|Bisher Imam | Ph.D., Prof UC Irvine||California|
Re: ‘Syria is ...’
In my other persona, I deal with numbers, hard facts and computer codes. Yet, once in a while an untested, naïve and highly romantic child-poet finds its way out. These are becoming further apart, and your question of “Syria is” was so powerful and emotional that it awakened that irrational part of me.
Long ago, when I was in 7th grade, our Arabic teacher assigned to us the eternal composition about cooperation and solidarity. My classmates wrote classical solid definitions of the two words and their compositions were filled with historical anecdotes, quotes from Hadith, Quran, poetry, and other sources. That was the first time when my unrefined dreamer woke up. My composition spoke of wolves and villagers, of chickens, sheeps, dogs, and of battles in which both villains and heroes were victorious because they, each with their own, worked together. It suffices to say that I got my first ever F. This essay is written with the same naïve spirit. And an F may be warranted, but I had to get it out.

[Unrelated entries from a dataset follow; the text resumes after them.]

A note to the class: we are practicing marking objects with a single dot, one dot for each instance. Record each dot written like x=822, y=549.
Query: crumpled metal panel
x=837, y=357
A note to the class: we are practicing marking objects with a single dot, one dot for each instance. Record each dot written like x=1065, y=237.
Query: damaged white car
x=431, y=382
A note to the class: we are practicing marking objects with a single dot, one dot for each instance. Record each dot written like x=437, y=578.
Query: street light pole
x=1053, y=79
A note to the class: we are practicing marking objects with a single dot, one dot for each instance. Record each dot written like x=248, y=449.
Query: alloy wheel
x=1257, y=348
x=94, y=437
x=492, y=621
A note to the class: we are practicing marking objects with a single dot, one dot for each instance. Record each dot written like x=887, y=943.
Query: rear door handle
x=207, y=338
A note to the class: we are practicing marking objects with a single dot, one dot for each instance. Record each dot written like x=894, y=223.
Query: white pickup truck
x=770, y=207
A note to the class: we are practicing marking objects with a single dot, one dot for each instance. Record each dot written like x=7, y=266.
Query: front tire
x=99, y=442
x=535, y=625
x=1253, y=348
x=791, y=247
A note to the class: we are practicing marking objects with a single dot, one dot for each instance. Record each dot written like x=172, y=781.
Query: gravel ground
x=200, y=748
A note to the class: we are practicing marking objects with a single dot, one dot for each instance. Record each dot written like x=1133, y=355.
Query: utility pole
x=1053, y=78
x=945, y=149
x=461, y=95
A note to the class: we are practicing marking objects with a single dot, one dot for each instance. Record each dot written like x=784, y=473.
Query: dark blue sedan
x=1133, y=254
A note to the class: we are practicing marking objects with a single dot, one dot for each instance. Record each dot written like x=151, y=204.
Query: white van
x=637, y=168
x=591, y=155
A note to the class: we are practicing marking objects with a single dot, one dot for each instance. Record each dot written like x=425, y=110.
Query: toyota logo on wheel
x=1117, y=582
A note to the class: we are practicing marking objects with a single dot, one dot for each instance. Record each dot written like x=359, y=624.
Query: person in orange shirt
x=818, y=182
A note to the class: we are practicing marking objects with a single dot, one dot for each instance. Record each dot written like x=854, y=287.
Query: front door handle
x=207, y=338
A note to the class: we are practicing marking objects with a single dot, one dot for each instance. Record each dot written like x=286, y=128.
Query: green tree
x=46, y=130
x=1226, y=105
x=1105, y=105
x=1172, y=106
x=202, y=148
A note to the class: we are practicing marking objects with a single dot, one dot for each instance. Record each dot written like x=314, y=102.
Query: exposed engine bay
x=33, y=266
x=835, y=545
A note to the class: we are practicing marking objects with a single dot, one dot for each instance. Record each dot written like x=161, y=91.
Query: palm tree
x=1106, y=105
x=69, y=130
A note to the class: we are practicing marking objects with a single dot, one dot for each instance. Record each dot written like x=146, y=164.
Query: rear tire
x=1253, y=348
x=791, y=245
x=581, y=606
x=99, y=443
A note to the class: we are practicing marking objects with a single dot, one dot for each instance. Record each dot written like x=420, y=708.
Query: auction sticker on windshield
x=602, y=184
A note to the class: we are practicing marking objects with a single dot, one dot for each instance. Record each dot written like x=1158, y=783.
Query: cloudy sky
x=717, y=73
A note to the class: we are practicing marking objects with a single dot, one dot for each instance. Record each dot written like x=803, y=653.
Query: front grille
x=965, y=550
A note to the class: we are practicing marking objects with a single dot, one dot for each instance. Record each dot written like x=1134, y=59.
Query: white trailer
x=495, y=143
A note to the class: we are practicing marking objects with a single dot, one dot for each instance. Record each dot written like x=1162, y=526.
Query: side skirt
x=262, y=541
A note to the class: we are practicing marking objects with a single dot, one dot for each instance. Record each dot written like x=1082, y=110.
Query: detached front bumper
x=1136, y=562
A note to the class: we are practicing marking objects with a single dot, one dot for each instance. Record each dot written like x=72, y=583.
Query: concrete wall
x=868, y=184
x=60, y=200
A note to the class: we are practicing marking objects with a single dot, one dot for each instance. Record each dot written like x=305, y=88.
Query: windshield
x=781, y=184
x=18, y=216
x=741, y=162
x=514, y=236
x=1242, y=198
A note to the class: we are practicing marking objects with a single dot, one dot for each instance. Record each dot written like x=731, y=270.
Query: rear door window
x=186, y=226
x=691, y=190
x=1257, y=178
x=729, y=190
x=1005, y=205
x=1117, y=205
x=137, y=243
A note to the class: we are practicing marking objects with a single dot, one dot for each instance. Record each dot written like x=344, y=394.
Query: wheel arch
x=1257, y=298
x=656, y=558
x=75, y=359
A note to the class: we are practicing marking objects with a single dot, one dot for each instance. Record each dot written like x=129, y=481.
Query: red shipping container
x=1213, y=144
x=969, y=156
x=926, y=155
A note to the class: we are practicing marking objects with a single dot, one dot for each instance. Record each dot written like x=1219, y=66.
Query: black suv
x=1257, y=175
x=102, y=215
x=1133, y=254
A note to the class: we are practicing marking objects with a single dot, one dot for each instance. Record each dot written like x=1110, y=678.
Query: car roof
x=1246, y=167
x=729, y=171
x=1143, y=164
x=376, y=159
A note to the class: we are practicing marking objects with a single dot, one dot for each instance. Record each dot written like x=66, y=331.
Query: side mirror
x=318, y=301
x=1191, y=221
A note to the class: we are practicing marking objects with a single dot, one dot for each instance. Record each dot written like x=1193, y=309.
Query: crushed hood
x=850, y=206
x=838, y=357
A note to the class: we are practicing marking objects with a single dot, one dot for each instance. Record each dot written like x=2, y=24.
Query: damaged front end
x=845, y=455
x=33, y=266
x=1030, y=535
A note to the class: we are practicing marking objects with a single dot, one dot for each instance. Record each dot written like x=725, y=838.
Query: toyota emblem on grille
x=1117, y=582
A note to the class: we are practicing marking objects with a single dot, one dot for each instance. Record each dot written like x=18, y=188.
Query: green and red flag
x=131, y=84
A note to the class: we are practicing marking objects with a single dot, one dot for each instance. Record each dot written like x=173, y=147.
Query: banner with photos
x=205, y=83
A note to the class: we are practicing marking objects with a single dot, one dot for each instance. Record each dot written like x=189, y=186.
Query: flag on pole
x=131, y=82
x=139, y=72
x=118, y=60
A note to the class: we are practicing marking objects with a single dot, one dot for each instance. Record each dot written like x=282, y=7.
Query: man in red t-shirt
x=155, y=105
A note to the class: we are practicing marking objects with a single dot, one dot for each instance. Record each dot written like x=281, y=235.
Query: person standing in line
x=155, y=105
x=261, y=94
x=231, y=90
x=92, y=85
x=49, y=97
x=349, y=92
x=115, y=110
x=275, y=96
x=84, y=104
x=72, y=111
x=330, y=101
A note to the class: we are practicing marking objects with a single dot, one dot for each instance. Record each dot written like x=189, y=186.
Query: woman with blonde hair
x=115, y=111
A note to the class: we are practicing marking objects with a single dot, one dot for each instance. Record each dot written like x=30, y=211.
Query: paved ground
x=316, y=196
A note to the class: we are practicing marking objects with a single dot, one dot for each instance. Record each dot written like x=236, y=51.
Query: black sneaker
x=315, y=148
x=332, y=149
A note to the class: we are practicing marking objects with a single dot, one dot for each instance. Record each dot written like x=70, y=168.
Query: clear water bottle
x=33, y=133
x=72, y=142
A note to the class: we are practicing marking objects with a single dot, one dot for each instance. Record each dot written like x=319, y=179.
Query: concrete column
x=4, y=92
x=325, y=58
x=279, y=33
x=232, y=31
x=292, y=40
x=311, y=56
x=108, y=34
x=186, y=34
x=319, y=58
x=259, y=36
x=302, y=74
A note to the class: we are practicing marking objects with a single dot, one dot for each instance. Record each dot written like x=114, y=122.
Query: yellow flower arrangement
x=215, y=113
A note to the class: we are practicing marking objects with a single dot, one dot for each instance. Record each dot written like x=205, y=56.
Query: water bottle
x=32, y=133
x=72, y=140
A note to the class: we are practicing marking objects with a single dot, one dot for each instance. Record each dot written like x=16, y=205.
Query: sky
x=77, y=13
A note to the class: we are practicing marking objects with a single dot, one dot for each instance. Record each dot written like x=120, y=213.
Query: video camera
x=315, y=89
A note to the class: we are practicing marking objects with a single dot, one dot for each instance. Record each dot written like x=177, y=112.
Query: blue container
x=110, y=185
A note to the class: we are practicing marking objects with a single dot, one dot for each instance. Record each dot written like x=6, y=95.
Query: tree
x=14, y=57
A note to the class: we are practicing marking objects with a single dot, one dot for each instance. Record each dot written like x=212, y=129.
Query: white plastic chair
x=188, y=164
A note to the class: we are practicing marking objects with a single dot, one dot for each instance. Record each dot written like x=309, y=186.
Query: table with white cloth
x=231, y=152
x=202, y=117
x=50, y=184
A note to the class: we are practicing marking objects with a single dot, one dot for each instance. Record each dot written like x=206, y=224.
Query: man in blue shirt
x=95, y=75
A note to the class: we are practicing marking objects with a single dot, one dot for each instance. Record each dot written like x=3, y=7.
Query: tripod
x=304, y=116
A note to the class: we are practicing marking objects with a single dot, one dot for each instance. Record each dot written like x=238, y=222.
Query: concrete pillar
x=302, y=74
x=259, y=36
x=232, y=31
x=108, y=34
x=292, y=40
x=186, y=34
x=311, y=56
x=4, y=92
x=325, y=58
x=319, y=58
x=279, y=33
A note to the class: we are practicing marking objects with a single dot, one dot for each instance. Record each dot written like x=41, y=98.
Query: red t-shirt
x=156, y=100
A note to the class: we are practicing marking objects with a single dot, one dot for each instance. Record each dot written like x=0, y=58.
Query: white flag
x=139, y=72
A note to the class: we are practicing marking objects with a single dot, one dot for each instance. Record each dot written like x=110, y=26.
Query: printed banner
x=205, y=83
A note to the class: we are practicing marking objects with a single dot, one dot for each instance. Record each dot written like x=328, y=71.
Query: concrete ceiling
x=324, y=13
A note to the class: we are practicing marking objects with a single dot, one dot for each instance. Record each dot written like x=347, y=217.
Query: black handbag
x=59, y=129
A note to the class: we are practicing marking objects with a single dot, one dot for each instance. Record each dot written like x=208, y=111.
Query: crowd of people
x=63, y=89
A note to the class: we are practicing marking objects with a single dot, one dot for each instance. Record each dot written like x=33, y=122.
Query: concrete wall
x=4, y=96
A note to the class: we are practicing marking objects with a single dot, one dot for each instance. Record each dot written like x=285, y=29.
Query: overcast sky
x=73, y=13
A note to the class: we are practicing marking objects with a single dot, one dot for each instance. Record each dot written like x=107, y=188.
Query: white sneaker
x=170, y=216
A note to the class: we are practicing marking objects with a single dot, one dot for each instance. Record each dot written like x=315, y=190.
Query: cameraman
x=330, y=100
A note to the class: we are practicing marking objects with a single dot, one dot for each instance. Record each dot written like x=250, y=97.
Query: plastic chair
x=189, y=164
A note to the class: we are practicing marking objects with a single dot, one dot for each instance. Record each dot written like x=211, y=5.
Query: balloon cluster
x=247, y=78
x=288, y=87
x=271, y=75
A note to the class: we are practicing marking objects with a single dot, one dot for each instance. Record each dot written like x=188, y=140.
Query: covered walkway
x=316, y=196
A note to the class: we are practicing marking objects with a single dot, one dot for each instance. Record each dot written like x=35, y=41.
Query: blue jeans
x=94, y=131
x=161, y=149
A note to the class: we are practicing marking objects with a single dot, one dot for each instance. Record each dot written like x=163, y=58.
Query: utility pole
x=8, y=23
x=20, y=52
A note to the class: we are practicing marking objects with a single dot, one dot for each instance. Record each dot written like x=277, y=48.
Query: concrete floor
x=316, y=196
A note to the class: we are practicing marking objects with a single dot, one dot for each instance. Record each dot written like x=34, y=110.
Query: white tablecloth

Syria is my grandmother’s narrow balcony overseeing the Mediterranean, a distant ship waiting to be loaded with Iraqi oil, and a colorless, but colorfully decorated taxi navigating the town’s only roundabout and heading towards the coastal road where it will soon pass the majestic crusader’s fortress as it continues a 5000 years journey that started an hour ago not far from the birthplace of the first alphabet.
She is my own home town, overseen by yet another magnificent fortress, which over the same 5000 years witnessed generals, kings and princes, whose armies gathered in all corners of the known world, and were joined across history with a common goal of acquiring power over this hard to keep jewel. She is where roads, some well cared for, and some in need of repairs, carry caravans that are moving people and goods from all imaginable places to countless destinations. In no other place it is so easy to imagine the modern metal beasts transformed into caravans of living beasts of burden that traveled the same paths for several millennia.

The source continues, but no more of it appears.